Energies, 2024, vol. 17, issue 16, 1-14

Abstract: With the development of salt cavern gas storage technology, the construction of large-scale salt cavern gas storage using sediment voids is expected to solve the problems of low effective volume formation rate and poor construction economy of high-impurity salt mines. At present, there are few studies on the long-term operational mechanical behavior of salt cavern gas storage under the influence of sediment accumulation. The present paper studies the influence of sediment height, particle gradation, and operating pressure on the stability of salt caverns by constructing a coupling model of sediment particle discontinuous medium and surrounding rock continuous medium. The continuous–discontinuous coupling algorithm is suitable for analyzing the influence of sediment height and particle gradation on the creep shrinkage of salt caverns. The increase in sediment height slows down the creep shrinkage of the cavern bottom, which strengthens the restraining effect on the surrounding rock of the cavern. As a result, the position of the maximum displacement of the surrounding rock moves to the upper part of the cavern. The sediment particle gradation has little effect on the cavern volume shrinkage rate.
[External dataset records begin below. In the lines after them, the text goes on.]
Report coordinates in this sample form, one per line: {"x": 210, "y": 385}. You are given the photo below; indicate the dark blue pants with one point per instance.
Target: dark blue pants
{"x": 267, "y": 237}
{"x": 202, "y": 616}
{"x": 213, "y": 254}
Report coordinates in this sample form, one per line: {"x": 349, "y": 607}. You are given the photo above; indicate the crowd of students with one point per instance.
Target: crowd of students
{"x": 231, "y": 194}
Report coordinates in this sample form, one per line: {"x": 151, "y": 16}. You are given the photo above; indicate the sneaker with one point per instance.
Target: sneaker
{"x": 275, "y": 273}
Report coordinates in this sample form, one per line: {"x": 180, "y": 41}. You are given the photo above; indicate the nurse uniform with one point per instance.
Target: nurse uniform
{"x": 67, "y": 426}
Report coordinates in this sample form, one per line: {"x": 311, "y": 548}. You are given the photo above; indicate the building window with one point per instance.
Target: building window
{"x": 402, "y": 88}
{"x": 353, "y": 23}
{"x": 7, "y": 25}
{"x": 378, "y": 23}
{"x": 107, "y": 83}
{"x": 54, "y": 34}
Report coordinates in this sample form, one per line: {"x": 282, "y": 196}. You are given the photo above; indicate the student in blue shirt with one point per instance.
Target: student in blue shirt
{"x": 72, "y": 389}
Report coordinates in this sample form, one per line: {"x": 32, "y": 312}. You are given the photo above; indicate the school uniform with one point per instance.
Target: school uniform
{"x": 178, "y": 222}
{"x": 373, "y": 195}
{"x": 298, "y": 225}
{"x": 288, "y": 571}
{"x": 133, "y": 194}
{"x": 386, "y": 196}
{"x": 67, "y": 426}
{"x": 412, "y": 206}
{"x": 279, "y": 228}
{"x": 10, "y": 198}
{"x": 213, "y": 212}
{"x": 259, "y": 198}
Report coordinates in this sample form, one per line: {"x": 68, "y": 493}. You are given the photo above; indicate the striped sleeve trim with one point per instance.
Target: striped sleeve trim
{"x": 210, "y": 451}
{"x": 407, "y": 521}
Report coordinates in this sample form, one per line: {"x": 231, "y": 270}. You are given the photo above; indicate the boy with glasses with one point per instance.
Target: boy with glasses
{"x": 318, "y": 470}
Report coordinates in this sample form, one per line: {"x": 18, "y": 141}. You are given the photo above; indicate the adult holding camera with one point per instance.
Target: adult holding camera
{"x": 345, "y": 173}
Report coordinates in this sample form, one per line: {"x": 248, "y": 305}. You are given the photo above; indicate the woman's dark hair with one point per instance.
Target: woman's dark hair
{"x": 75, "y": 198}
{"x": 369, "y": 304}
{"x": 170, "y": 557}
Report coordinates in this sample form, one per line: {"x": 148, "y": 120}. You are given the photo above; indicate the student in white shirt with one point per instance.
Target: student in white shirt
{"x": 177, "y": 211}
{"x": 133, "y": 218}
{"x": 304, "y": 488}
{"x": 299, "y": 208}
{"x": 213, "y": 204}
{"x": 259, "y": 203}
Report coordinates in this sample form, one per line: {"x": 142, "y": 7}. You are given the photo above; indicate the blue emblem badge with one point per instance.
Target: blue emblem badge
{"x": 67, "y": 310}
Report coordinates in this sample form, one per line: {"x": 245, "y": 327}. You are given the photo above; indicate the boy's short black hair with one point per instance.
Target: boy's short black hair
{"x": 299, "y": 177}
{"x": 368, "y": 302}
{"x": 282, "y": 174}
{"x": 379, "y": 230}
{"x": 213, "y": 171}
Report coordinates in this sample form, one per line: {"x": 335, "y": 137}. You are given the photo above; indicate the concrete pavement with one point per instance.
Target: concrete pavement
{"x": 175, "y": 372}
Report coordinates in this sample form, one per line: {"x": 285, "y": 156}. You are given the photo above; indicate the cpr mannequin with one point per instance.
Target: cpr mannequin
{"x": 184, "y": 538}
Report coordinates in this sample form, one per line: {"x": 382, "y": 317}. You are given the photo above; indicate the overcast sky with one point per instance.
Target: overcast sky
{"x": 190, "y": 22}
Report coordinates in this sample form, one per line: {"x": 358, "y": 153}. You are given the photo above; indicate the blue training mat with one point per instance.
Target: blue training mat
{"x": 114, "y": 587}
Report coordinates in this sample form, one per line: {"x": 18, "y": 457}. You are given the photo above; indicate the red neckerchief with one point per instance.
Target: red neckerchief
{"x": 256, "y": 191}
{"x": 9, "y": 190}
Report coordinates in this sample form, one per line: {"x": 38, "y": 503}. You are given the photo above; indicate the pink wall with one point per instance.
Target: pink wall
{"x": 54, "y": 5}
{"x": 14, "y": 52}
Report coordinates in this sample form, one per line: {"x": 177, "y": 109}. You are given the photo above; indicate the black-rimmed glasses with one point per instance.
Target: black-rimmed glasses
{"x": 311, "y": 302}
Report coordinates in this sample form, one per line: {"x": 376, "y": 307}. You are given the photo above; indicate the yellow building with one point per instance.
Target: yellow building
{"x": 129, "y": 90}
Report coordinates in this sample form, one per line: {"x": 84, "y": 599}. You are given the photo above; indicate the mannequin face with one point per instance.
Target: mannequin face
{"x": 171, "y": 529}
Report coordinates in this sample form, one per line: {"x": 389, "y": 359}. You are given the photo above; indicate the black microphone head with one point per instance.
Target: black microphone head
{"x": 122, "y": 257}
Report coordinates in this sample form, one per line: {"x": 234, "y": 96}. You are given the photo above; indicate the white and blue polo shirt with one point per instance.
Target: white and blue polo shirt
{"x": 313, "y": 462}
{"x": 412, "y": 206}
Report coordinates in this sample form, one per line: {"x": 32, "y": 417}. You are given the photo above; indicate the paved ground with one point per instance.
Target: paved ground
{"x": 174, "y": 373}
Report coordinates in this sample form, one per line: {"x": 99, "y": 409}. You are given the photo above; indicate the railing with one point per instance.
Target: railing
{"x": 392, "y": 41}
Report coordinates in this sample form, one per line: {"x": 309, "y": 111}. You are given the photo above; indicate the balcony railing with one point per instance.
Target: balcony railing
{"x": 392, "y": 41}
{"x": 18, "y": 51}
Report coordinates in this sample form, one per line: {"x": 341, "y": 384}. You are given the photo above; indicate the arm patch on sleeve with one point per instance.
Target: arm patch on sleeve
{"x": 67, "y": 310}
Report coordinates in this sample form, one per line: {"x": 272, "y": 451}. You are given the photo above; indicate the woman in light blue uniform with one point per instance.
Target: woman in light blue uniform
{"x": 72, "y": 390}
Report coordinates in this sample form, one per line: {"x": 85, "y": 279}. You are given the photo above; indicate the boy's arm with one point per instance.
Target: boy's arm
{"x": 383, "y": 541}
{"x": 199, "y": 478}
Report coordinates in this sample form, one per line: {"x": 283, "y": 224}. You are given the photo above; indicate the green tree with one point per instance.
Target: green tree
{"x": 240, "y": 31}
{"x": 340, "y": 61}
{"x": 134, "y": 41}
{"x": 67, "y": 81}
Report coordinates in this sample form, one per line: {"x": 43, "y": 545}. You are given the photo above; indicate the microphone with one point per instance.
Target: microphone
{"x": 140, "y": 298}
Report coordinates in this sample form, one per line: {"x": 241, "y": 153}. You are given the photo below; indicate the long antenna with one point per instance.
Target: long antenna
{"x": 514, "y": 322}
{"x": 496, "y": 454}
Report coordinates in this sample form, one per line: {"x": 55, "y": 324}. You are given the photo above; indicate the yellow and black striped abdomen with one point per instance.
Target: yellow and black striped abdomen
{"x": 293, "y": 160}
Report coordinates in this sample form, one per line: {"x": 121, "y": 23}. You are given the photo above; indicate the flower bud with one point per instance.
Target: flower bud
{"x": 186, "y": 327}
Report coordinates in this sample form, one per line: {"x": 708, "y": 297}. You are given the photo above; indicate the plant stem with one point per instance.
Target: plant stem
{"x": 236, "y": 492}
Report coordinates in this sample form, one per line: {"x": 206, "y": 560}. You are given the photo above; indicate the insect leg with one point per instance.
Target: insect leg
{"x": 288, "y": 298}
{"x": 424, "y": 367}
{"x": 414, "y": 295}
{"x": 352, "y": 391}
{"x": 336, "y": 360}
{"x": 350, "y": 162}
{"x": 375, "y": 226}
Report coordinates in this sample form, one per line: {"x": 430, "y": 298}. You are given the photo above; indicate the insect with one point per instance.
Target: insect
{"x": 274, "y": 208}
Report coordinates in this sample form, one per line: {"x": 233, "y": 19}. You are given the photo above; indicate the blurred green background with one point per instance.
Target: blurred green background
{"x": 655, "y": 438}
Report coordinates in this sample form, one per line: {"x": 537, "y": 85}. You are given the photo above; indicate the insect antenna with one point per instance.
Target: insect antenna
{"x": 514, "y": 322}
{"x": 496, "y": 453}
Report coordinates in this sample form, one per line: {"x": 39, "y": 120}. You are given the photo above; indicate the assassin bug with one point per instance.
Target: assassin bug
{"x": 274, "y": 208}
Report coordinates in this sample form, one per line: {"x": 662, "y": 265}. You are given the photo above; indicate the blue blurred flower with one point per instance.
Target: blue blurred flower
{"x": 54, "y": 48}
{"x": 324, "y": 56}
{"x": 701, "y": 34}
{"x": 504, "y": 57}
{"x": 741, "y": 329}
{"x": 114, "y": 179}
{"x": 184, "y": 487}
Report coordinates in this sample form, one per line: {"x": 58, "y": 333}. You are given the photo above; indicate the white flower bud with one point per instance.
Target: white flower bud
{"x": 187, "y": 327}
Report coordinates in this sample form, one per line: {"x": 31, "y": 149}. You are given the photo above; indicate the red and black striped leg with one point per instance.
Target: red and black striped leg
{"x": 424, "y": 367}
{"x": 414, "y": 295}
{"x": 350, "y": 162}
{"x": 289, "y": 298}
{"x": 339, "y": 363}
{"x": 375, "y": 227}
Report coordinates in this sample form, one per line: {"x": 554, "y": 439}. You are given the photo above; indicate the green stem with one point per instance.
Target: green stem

The greater the coarse particle content, the smaller the cavern volume shrinkage rate. The greater the operating pressure, the more conducive to maintaining the stability of the cavern. This situation slows down the upward movement of the sediment accumulation and increases the gas storage space in the upper part of the cavern. The obtained results can provide a reference for evaluating the long-term operational stability of sediment-type high-impurity salt cavern gas storage.

Keywords: sediment-type salt cavern gas storage; continuous–discontinuous coupling algorithm; sediment height; particle gradation; operating pressure (search for similar items in EconPapers)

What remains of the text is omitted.